Vietnam or Thailand ? Vote for the TOP Country of the Week !
Bijgewerkt: 20 juni 2025
Zij begonnen met elkaar te spreken over de kracht van verschillende steenen, van welke Maso zoo stellig sprak of hij een groot juwelier was. Calandrino leende aan deze praatjes het oor. Hij stond kort daarna op en merkte, dat het geen geheim was en voegde zich bij hen, wat Maso zeer beviel. Deze zette zijn gesprek voort en Calandrino vroeg, waar die krachtdadige steenen gevonden werden.
En Maso, die de toga losliet, zeide: Neen, ik zal hier nog dikwijls terug komen, als gij het niet zoo druk hebt; en zij gingen zoo gauw als zij konden weg.
Toen sprak Calandrino: Dat zijn groote krachten, maar waar vindt men dien tweede? Hierop antwoordde Maso, dat men die in de Mugnone vond. Calandrino vroeg: Hoe groot is die steen! En welke kleur heeft hij? Maso antwoordde: Zij is van verschillende grootte en bijna zwart.

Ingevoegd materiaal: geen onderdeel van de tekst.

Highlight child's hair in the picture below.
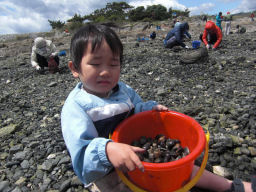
[70,24,123,72]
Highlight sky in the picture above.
[0,0,256,35]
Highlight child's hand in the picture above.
[106,142,145,172]
[152,105,169,111]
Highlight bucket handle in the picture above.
[116,131,210,192]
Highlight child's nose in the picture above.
[100,68,110,76]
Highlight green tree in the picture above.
[48,19,65,29]
[68,14,84,23]
[146,4,168,20]
[85,2,133,22]
[128,6,147,21]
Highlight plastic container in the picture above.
[192,41,201,49]
[59,50,66,56]
[112,111,207,192]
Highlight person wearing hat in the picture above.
[164,22,191,49]
[31,37,59,73]
[216,12,223,31]
[200,21,222,50]
[224,12,232,35]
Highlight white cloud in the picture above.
[0,0,256,34]
[231,0,256,13]
[188,3,215,16]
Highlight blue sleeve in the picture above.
[185,31,191,39]
[61,101,112,184]
[164,30,173,41]
[120,85,157,113]
[175,26,186,47]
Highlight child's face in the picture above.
[71,40,120,97]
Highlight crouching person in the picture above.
[164,22,191,49]
[31,37,59,73]
[200,21,222,50]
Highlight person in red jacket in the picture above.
[200,21,222,50]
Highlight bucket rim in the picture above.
[112,110,206,171]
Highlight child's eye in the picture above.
[111,63,119,67]
[89,63,100,66]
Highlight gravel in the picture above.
[0,20,256,192]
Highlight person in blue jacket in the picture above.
[61,24,254,192]
[164,22,191,49]
[216,12,223,31]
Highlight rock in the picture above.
[0,17,256,192]
[0,124,18,137]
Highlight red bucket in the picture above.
[112,111,206,192]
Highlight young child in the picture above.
[61,24,252,192]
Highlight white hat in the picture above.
[34,37,49,56]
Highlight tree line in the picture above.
[48,2,190,30]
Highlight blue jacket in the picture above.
[61,82,157,184]
[164,23,191,47]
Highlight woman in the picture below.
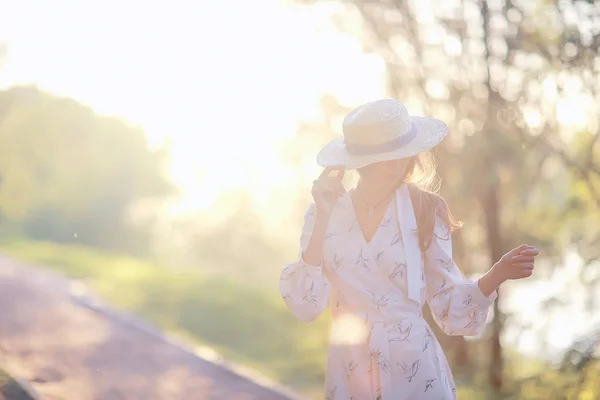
[279,99,538,400]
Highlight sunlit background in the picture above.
[0,0,600,399]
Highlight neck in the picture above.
[357,177,403,197]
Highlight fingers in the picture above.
[508,244,529,257]
[514,262,535,271]
[511,254,535,264]
[319,167,344,181]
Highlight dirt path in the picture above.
[0,257,302,400]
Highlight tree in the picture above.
[294,0,600,393]
[0,87,174,255]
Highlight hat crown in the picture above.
[342,99,411,146]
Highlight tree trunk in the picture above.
[481,0,504,393]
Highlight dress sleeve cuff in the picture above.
[298,254,323,269]
[473,280,498,306]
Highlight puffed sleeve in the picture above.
[425,217,497,336]
[279,203,330,322]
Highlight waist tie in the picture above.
[396,183,423,306]
[368,322,392,399]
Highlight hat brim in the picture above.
[317,117,448,170]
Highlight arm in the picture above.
[425,218,501,336]
[279,204,330,322]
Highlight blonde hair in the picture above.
[404,152,462,251]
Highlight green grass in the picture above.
[0,368,33,400]
[0,240,598,400]
[0,241,328,396]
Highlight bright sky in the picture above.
[0,0,383,214]
[0,0,585,354]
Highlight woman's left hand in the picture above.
[493,244,540,281]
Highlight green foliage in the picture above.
[0,241,328,393]
[0,87,173,255]
[5,240,600,400]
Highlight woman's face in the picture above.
[359,158,410,181]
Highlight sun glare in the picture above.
[0,0,383,216]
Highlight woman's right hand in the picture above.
[312,167,346,218]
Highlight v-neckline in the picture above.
[347,191,396,246]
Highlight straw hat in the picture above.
[317,99,448,169]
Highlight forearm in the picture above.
[478,266,505,297]
[302,212,329,265]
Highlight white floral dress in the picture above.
[279,185,496,400]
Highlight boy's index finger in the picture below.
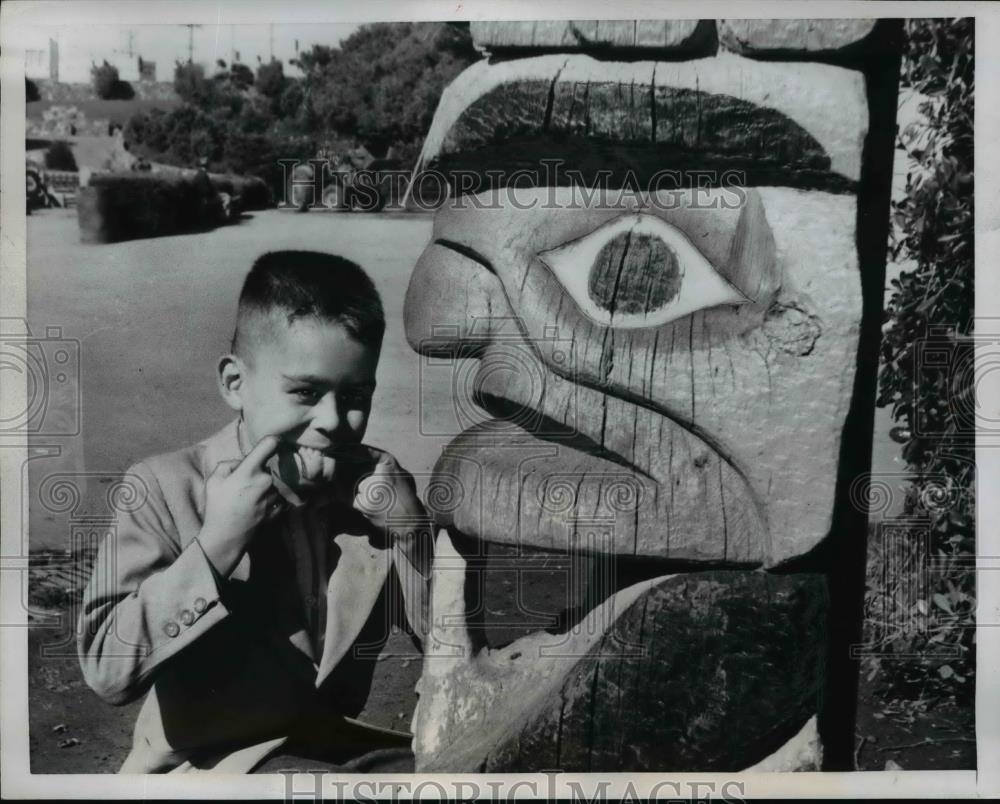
[239,435,281,471]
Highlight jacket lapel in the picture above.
[196,419,316,667]
[316,533,391,687]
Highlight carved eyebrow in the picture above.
[434,237,497,276]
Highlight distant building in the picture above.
[24,39,59,81]
[139,56,156,81]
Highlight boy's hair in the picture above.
[232,251,385,356]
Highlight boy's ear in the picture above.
[217,354,246,411]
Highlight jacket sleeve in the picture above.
[77,462,228,704]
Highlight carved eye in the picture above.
[538,214,750,329]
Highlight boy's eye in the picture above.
[292,388,320,402]
[340,390,371,408]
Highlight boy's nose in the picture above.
[313,393,340,433]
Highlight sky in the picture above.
[23,22,359,83]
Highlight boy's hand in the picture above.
[198,435,279,577]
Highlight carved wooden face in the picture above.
[406,44,866,770]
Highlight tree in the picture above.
[878,19,975,692]
[45,140,78,170]
[299,22,480,158]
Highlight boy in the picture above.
[78,251,432,773]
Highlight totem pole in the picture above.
[405,19,899,772]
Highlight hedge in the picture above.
[208,173,271,210]
[77,173,225,243]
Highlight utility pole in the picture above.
[183,23,201,63]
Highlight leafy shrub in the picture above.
[869,19,976,694]
[77,172,224,243]
[45,140,78,170]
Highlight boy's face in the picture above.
[219,312,379,474]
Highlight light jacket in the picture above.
[78,421,430,773]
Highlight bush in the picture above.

Gelijktijdig leefde er in Florence een jonkman van wonderbare beminnelijkheid, snaaksch en voorkomend, Maso del Saggio; deze hoorde van de onnoozelheid van Calandrino en wilde zich genoegen verschaffen door hem een poets te bakken of iets zonderlings te doen gelooven.
De jongeling, waarvan Elisa u zooeven gesproken heeft, namelijk Maso del Saggio, herinnert mij aan een novelle van hem en eenige van zijn kameraden, welke, hoewel er uitdrukkingen in voorkomen, die u zullen doen blozen, niettemin zooveel stof tot lachen geeft, dat ik u die toch zal mededeelen.
Calandrino, die al die dingen in zich had opgenomen, deed, alsof hij iets had te verrichten, verliet Maso en besloot die steensoort te gaan zoeken, maar hij nam zich voor het niet te doen, zonder dat Bruno en Buffalmacco het wisten, van wien hij bijzonder veel hield. Hij ging ze zonder verwijl zoeken en besteedde het verdere deel van den morgen om ze te vinden.
Toen sprak Maso tot zijn kameraden: Laten wij hem zijn broek heelemaal uittrekken, want dat gaat best. Ieder van de gezellen had opgelet, hoe het mogelijk was. Den volgenden morgen kwamen zij terug en daar het gerechtshof vol menschen was, ging Matteuzo, wien niemand gewaar werd, onder de bank en begaf zich juist onder de plaats, waar de rechter de voeten zette.
Daar dichtbij liep een kleine beek van den besten witten wijn, die men ooit drinkt, zonder dat er ooit een druppel water in kwam. O, zeide Calandrino, dat is een goed land, maar zeg mij, wat doet men met de kapoenen, die zij braden? Maso antwoordde: De Basken eten die allen op. Toen sprak Calandrino: Waart gij daar ooit? Hierop antwoordde Maso: Ik ben er meer dan duizend maal geweest.